Readers of this blog are, at this point, pretty familiar with the work of Kerry Dickinson, a mother from Danville, California, who, last year, got her school district to reevaluate its homework policy and institute a new one. You can read Kerry’s earlier guest blog entries here and here and here.
This year, Kerry, concerned about a new school program which would have made students finish uncompleted homework during lunchtime, wrote a letter to her school at the beginning of the year. The upshot: the program was immediately turned into a voluntary, as opposed to mandatory, program.
The program was called Zeros Aren’t Permitted (ZAP), and was explained to the parents: “When a student arrives at school without their homework done they will be ZAPPED or assigned to get the assignment finished during lunchtime by their classroom teachers. Like it or not, in real life we are not able to just chose not to complete assignments or fulfill our responsibilities. Our goal is to not allow students to fall behind by not completing crucial assignments which may lead to failure.”
Here’s Kerry’s response.
Lunchtime Should be Lunchtime
by Kerry Dickinson
After having served on the SRVUSD homework task force last year I am concerned that Charlotte Wood is beginning a program this school year called “ZAP” that will ask children to complete unfinished homework assignments during lunchtime. The “Zeros Aren’t Permitted” or “ZAP” program implies that students will learn responsibility by giving up their lunchtime to complete homework because “like it or not, in real life we are not able to just choose not to complete assignments or fulfill our responsibilities.”
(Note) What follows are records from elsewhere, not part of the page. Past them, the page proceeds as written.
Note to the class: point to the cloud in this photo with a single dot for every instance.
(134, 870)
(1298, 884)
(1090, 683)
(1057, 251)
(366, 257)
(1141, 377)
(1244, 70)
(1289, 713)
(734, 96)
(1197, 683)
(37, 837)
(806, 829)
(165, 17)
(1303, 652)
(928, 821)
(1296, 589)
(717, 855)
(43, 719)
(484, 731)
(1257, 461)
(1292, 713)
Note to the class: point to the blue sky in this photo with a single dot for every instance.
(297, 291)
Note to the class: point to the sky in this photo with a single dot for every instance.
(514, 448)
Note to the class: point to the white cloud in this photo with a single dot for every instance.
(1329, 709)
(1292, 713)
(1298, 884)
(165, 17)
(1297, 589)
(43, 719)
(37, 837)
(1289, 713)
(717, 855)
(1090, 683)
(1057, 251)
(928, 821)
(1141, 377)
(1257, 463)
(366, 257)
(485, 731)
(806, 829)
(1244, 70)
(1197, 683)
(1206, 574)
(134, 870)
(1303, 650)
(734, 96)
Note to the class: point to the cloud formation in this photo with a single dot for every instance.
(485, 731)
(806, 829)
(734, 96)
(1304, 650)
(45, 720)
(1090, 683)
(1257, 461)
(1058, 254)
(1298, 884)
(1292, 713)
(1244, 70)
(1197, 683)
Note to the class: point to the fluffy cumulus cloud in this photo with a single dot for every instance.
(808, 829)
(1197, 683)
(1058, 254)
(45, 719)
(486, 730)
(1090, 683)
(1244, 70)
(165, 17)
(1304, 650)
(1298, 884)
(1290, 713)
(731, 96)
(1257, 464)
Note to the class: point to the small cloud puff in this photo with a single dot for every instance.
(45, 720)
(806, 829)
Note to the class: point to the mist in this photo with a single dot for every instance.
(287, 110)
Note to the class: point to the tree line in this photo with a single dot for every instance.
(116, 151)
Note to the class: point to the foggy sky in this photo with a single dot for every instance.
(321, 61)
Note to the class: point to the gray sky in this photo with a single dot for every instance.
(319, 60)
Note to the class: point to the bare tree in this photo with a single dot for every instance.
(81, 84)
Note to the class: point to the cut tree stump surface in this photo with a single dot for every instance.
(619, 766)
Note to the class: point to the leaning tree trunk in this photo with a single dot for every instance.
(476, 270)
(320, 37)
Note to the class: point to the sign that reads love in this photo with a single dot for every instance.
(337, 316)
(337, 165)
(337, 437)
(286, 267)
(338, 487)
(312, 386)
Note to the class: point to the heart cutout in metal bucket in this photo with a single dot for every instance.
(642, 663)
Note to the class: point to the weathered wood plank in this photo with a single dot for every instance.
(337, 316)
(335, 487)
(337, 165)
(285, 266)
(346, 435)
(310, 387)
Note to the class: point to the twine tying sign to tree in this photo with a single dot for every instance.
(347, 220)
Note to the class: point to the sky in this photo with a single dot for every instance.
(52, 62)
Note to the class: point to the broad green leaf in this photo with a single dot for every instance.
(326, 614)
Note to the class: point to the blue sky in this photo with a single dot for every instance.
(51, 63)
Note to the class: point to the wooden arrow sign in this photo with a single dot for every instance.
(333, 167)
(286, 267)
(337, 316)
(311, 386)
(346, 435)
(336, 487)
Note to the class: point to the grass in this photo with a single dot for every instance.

Well, actually, we ARE allowed to choose things in real life, whether it is doing homework, or completing a project for an employer, or simply going grocery shopping. We make these kinds of choices everyday, and when we chose NOT to do these things we suffer the consequences; getting a zero on a homework assignment, getting fired at a job, or simply being hungry because we chose to put off grocery shopping.
In our democratic public school system and in our society we have choices and we have consequences. When decisions are made for us, however, such as in an autocratic society, we lose our autonomy. We also lose our chance to become responsible citizens. When we are given the opportunity to make our own decisions we then begin to think critically, curiously, and creatively and become true learners.
The new SRVUSD homework policy states that:
• “Time spent on homework should be balanced with the importance of personal and family well-being, and the wide array of family obligations experienced in our society today.”
• “Parents/Guardians are responsible for being an advocate for their child, while encouraging the child to advocate for himself/herself.”
• “Parents/Guardians are responsible for providing a healthy balance between homework, extra and co-curricular activities, and family commitments.”
• “Teachers are responsible for encouraging a partnership between family and students that promotes timely communication and supports families in the homework process.”
During the school week, family obligations or parental decisions will sometimes trump completing homework assignments. On occasion, families may decide to leave homework at home during a school holiday or choose to do activities other than homework over the weekend. Teachers may not always meet on a regular basis to coordinate assignments, and students may at times be overloaded with homework. In these cases, when parents advocate for their child not to miss lunch due to incomplete homework assignments, will they be heard?
Filling a middle school student’s lunchtime with academics is unhealthy. As Richard Louv points out in Last Child in the Woods, “Playtime – especially unstructured, imaginative, exploratory play – is increasingly recognized as an essential component of wholesome child development…In the United States, as the federal and state governments and local school boards have pushed for higher test scores…nearly 40% of American elementary schools either eliminated or were considering eliminating recess.” And, Elizabeth Goodenough, editor of Where Do The Children Play? Michigan Public Television, 2007, notes that “during school, unstructured, open-ended play is essential to the health of the young…it enhances social skills, teaches conflict resolution, increases fitness, improves learning and reduces stress by connecting youth with natural environments.”
If parents and/or students decide that a homework assignment will not be completed one particular evening, that student will suffer the natural consequences set up by the teacher. For example, that student will most likely get a low grade or a zero on the assignment. That is punishment enough. Taking away lunch is not only unhealthy, but is counterproductive. Instead of making students want to complete homework assignments, infringing on their lunch hour will most likely turn them against homework. Teachers get a lunch break built into their day. Students should certainly get one too, regardless of how they spent their time the night before.
Lastly, I would like to point out that the email dated August 25, 2008 announcing the ZAP program contained many grammatical errors and a spelling error. This makes me question how much time was actually spent devising this program and deciding how to present it to the Charlotte Wood community.